Drew Boylhart April 2008

Mario Urrutia   WR   Louisville  



Mario has very good size and talent to play at the next level.  He shows strong hands and is one of those players that runs faster on the field than he does in his workouts.  He knows how to get deep and is a smart WR who shows up in the big games.  His natural talent to play the game is enormous and before he got hurt, he was considered to be a very high draft choice.  So the question is, what happened to Mario from one year to the next to make him disappear in most ratings?    



Mario has slipped in the ratings because "It takes more than talent to play in the NFL".  It's just that simple.  Mario has the talent of a first round pick, but not the mental make-up.  Add to this the fact that he is not thrilled about making a tough catch over the middle, he has not improved in any aspect of his game, he plays very good in big games but disappears in the less televised games and you have a kid who has dropped from being considered a top player to a free agent in some people's minds.  Additionally, teams are considering his injuries and a bad junior year along with him coming out too early.  In my opinion, this is a kid who is not ready to make the jump mentally to the next level.        

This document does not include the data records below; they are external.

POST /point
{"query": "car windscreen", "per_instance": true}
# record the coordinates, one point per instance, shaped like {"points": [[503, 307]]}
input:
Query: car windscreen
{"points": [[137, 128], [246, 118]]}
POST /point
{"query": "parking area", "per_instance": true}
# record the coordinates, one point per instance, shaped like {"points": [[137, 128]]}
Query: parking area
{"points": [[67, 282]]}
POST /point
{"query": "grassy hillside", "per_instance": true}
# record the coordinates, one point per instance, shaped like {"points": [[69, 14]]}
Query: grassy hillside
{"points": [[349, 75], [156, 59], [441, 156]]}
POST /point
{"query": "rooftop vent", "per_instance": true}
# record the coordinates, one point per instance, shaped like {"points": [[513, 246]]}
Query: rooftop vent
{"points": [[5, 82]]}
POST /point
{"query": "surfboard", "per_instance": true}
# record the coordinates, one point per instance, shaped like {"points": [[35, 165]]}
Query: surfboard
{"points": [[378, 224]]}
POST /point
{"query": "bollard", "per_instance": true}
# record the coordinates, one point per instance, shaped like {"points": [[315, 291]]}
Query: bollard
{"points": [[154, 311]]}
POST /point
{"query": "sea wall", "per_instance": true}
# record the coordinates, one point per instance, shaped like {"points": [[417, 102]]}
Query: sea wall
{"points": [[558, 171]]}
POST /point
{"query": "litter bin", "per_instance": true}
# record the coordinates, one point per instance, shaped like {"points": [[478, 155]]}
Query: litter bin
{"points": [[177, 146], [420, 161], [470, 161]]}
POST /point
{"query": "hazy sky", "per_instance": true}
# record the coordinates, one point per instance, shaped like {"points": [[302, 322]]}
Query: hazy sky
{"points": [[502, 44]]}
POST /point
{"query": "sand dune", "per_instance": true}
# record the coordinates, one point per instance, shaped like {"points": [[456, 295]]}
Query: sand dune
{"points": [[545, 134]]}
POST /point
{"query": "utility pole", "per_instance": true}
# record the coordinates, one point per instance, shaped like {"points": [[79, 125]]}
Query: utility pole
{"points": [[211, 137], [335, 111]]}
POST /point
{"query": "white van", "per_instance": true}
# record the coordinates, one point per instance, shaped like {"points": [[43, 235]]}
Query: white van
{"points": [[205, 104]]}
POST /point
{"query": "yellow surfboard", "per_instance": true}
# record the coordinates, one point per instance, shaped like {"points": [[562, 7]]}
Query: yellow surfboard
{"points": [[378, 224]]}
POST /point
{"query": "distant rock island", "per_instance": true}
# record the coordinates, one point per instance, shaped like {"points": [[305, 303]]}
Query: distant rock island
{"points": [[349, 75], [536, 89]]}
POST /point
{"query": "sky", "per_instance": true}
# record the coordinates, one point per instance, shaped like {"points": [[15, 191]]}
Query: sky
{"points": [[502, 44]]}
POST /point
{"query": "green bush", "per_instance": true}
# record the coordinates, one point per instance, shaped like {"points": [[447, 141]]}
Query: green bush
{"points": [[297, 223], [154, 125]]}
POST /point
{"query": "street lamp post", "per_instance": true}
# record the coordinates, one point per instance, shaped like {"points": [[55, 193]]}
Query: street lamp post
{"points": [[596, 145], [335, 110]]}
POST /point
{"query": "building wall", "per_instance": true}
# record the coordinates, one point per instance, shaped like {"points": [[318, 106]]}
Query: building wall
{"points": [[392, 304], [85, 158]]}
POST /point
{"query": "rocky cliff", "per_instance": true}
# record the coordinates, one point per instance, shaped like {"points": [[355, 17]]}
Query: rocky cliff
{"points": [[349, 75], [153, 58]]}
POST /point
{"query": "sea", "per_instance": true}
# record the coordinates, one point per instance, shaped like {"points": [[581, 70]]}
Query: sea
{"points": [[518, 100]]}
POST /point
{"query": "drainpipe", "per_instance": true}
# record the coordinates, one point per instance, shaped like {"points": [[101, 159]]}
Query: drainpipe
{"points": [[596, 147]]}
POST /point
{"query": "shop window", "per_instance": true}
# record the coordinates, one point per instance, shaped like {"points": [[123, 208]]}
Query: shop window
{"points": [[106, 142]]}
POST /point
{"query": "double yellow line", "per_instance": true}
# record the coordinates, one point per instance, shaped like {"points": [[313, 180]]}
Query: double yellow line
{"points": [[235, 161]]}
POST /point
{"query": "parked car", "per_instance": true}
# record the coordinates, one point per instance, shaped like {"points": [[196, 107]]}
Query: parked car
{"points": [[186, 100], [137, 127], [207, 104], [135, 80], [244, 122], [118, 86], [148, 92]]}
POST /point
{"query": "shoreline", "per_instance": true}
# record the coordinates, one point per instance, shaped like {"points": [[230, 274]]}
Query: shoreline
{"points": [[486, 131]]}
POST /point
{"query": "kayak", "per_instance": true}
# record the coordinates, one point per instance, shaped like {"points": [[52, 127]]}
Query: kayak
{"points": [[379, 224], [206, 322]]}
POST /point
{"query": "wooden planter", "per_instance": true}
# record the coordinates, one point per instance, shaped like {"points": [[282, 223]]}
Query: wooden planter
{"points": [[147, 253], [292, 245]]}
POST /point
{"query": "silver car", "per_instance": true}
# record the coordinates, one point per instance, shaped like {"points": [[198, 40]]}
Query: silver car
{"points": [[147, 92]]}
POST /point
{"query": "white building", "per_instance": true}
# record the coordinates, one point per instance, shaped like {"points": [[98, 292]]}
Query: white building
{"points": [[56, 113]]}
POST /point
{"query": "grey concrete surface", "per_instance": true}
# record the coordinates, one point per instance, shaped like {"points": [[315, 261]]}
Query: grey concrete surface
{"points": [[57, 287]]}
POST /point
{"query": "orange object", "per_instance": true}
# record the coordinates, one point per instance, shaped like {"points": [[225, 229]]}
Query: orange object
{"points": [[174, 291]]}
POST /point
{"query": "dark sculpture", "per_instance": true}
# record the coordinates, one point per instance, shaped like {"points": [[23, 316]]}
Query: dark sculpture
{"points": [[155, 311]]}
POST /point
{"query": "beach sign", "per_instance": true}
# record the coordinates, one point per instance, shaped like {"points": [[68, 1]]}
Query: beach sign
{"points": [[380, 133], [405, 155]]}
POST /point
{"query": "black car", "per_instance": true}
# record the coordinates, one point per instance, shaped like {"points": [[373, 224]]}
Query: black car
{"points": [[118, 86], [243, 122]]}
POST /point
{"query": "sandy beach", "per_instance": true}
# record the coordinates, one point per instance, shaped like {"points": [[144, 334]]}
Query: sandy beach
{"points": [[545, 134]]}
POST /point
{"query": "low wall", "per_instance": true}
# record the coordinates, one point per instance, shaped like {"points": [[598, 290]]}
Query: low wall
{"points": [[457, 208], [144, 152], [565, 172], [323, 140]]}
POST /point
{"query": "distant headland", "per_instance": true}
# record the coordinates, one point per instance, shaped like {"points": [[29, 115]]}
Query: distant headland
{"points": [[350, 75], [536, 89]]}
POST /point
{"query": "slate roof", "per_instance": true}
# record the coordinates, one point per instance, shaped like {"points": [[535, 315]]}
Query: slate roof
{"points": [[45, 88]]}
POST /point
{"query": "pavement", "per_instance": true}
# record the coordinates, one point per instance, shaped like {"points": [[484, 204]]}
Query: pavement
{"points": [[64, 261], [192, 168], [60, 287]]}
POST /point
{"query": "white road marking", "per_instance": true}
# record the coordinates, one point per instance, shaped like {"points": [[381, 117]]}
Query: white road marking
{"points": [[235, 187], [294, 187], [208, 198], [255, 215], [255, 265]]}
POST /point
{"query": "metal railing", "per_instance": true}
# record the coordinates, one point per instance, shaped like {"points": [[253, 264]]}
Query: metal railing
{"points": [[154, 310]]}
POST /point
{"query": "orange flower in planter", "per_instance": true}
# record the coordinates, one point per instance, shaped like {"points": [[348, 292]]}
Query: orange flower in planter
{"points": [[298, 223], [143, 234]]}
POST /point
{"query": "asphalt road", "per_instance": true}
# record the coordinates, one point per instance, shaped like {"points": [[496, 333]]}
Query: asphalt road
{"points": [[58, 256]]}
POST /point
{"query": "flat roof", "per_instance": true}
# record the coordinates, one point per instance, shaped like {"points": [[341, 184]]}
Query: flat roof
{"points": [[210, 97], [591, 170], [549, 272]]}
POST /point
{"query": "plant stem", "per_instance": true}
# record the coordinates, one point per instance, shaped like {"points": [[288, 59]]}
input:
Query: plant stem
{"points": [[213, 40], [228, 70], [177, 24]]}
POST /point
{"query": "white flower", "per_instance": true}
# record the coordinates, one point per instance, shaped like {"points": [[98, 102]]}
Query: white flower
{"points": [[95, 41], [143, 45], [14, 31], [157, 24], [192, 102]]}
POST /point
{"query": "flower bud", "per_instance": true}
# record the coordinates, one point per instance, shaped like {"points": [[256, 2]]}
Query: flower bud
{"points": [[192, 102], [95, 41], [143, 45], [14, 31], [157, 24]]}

I'm going to suggest to you that Mario would be a good late round draft pick, but he has to work harder at improving all of his WR skills or he will not be picked at all in this draft.  Most free agent kids who are not drafted work hard to reach the goal of playing in the NFL and most of them do not have near the natural talent that Mario has.  One of the members suggested to me that Mario would be a good pick up late in the draft and, at that time, I agreed with him.  My fear of drafting Mario has nothing to do with his talent.  To me Mario is not an underachiever.  He strikes me as the type of player who does not want the responsibility that his natural talent suggests that he should have.  By that I mean he has the talent of a #1 WR, but the personality of a #2 WR.  This causes him conflict when he has a good game.  It makes it hard for him to be consistent game after game.  It also makes it hard for him to demand the ball and take on more responsibilities.  It's not about confidence -- it's about accountability.  Mario would prefer to surprise you with a good catch every once in a while instead of being the main cog in an offense because he just doesn't want that kind of responsibility.  I know this is confusing, so the best way to describe what I am tying to tell you is that Mario reminds me a lot of T J Houshmandzadeh (WR Bengals).  If you are drafting him thinking that he should be a good complimentary WR to your main guy, then that should work out just fine.  But if you are thinking that this kid is a sleeper and could be a #1 WR for you down the road, this kid will fold like your clothes right out of the dryer.  Mario wants the money and he wants the fame, but he does not want the responsibilities that come along with all those things.  At least that's what I see on the film I have of this kid.  Remember the square peg in a round hole theory?  There is good reasoning for that theory and its existence.